17 Responses to “Why isn’t your headline “why the hell are women still earning less than men?!?!””

  1. dsa Says:

    The persistent gap in salaries for the two sexes just hacks me to the bone. As my feminist scholar wife would say to me “that’s the patriarchy, dear,” and she’s of course absolutely right. It’s everywhere, and all-powerful to boot.

    You asked if librarianship is as bad as everyplace else. Perhaps. But the institution that is competely retro when it comes to such things is academia as a whole. Most institutions are so socially backward and patriarchal as to be laughable. Most corporations–yes, those evil, greedy, bloosucking monsters–have far more progressive social policies than do most universities and colleges. From my experience, it’s the larger institution’s old-boy clubbiness that impacts salaries across the board at the university; unfortunately, all too many women in libraries are slaves to the patriarchy and ‘enforce’ these systems in their own organizations.

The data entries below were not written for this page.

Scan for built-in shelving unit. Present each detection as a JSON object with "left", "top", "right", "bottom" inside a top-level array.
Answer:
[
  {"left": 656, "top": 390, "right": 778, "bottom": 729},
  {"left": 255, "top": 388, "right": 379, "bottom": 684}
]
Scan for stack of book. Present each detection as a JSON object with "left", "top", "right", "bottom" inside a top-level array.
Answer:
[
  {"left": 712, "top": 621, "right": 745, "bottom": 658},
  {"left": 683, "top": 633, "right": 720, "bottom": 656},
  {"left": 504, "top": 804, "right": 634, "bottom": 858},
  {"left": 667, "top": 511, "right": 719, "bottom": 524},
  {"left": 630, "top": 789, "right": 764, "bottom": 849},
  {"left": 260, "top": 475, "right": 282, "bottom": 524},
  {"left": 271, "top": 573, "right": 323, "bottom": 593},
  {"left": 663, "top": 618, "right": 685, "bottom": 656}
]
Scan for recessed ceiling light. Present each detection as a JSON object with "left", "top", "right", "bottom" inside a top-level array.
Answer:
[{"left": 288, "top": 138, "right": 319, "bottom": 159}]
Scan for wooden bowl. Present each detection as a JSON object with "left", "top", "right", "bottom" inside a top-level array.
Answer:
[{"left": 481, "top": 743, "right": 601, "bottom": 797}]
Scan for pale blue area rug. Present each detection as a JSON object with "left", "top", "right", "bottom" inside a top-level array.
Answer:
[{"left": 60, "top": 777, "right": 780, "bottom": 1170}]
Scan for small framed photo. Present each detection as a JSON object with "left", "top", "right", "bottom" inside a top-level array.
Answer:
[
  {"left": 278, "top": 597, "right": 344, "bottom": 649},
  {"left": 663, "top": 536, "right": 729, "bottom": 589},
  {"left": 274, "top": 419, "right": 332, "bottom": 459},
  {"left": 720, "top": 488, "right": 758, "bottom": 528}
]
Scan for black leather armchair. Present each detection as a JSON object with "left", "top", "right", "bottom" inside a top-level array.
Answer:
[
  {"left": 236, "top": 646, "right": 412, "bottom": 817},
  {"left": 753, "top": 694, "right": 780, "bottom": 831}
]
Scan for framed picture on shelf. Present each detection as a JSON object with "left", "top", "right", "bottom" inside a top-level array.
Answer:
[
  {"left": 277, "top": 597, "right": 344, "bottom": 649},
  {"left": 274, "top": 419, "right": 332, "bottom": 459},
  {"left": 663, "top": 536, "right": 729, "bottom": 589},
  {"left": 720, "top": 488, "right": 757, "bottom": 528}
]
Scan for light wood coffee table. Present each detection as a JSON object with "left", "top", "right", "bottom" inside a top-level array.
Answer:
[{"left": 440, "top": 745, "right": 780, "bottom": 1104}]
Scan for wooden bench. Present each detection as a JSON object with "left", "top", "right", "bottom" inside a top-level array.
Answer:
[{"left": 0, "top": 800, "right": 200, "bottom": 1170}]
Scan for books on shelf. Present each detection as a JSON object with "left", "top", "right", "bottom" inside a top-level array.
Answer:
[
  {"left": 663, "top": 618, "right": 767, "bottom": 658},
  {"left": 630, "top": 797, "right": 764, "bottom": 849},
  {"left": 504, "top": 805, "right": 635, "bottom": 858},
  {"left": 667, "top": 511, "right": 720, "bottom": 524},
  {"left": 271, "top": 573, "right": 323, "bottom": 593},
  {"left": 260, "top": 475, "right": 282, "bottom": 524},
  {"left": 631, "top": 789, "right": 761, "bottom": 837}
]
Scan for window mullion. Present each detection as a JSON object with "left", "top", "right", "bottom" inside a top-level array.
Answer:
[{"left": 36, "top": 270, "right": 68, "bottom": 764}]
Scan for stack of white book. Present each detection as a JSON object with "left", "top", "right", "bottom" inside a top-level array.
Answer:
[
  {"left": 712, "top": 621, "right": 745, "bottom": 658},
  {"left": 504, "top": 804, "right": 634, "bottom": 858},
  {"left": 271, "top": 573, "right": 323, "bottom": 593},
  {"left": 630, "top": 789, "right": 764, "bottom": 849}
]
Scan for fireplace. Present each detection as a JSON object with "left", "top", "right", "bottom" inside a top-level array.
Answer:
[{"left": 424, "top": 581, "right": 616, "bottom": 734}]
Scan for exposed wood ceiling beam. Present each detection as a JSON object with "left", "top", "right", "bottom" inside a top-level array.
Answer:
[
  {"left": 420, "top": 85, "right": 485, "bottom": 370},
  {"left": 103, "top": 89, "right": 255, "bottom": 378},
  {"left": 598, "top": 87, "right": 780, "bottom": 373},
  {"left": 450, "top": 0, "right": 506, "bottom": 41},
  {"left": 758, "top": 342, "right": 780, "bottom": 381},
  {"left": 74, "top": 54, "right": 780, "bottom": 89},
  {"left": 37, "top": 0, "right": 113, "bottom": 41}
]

I don’t see such inequity where I work now, but have seen it quite clearly elsewhere.

  2. sharon Says:

    Somewhere in one of the more subversive books I picked up during my Foundations of Librarianship class, I learned that originally, at least in the US, most, if not all, librarians were men. Thanks in large part to Carnegie, library construction boomed in the late 1800s and early 1900s. There weren’t enough male librarians to staff them all, and the small town libraries couldn’t afford them. When Melvil Dui opened his library classes to women, it wasn’t due to any sense of equality, but cold hard economics. Women would work for less. The legacy follows us to this day.

    But you have to ask, who is doing the hiring and salary reviews here? With an 80/20 margin, is there still not a significant number of women in administrative positions who can change that? (I can’t get Table 4 and beyond to display. Maybe the information is there.)

  3. Vin Says:

    Thanks for the link to “What an MLIS is worth.”

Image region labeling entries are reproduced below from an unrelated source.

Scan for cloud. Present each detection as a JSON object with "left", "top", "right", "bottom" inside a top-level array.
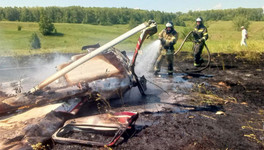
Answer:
[{"left": 213, "top": 3, "right": 222, "bottom": 9}]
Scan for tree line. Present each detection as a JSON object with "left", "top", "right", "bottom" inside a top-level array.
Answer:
[
  {"left": 0, "top": 6, "right": 264, "bottom": 26},
  {"left": 0, "top": 6, "right": 185, "bottom": 26}
]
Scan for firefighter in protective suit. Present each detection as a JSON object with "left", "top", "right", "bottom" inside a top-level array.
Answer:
[
  {"left": 154, "top": 22, "right": 178, "bottom": 75},
  {"left": 193, "top": 17, "right": 208, "bottom": 67}
]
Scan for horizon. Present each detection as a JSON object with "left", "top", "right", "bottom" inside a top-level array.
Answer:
[{"left": 0, "top": 0, "right": 264, "bottom": 13}]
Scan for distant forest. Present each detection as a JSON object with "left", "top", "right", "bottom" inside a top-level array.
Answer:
[{"left": 0, "top": 6, "right": 264, "bottom": 26}]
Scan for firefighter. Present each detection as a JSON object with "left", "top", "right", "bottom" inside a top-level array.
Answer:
[
  {"left": 193, "top": 17, "right": 208, "bottom": 67},
  {"left": 240, "top": 26, "right": 248, "bottom": 46},
  {"left": 154, "top": 22, "right": 178, "bottom": 75}
]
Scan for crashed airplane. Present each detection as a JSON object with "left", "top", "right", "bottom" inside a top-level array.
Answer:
[{"left": 0, "top": 21, "right": 157, "bottom": 149}]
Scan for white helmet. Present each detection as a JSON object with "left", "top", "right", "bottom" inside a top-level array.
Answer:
[
  {"left": 166, "top": 22, "right": 173, "bottom": 28},
  {"left": 196, "top": 17, "right": 203, "bottom": 22}
]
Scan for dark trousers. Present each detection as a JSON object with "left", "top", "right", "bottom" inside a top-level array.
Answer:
[
  {"left": 154, "top": 49, "right": 174, "bottom": 73},
  {"left": 193, "top": 42, "right": 204, "bottom": 64}
]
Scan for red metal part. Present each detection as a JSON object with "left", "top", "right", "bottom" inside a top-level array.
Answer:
[{"left": 52, "top": 112, "right": 138, "bottom": 146}]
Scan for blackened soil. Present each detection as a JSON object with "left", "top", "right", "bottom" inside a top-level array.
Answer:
[
  {"left": 114, "top": 54, "right": 264, "bottom": 150},
  {"left": 16, "top": 54, "right": 264, "bottom": 150}
]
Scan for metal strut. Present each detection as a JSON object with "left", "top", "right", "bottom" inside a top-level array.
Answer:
[{"left": 130, "top": 21, "right": 157, "bottom": 96}]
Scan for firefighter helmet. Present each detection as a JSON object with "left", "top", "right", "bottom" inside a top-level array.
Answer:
[{"left": 196, "top": 17, "right": 203, "bottom": 22}]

    MLib? I’ll have an MS (in LIS) in three classes, and there are still MLS programs floating around, in addition to the majority (MLIS programs).

    This field = alphabet soup.

  4. Robert Lindsey Says:

    I’m not sure I understand how this can be. When I was hired for my job in an academic library (both of my library jobs actually), there was one salary; take it or leave it. Perhaps men are more likely to go up for promotions and get raises that way. My salary is determined by the position, not the gender.

  5. Jess Bruckner Says:

    This survey is obviously a lot of work, but some of this is straight up misleading. Not only is the response rate (the number of graduates reporting) rate around 40% every year, but there are also a fair number of library schools that don’t report data, and someone should be asking why. After looking at these tables, I must make the comment that I know of abolustely no one who starts out at $40,000 working at a public library in my home state…and I do keep track of this stuff.

  6. sharon Says:

    So, Robert, who decides on the promotions?

  7. Emily Lloyd Says:

    Sigh.

    http://shelfcheck.blogspot.com/2007/10/shelf-check-125.html

  8. selene Says:

    I work in a library where the majority of the faculty and staff are women and the majority of the department heads are men. And I think this is a pretty common scenario.

  9. Lissa Says:

    Because we are door mats.

    See also; why teachers and nurses (the other two traditional educated female jobs) make a lot more than librarians. Hint – unions and strikes.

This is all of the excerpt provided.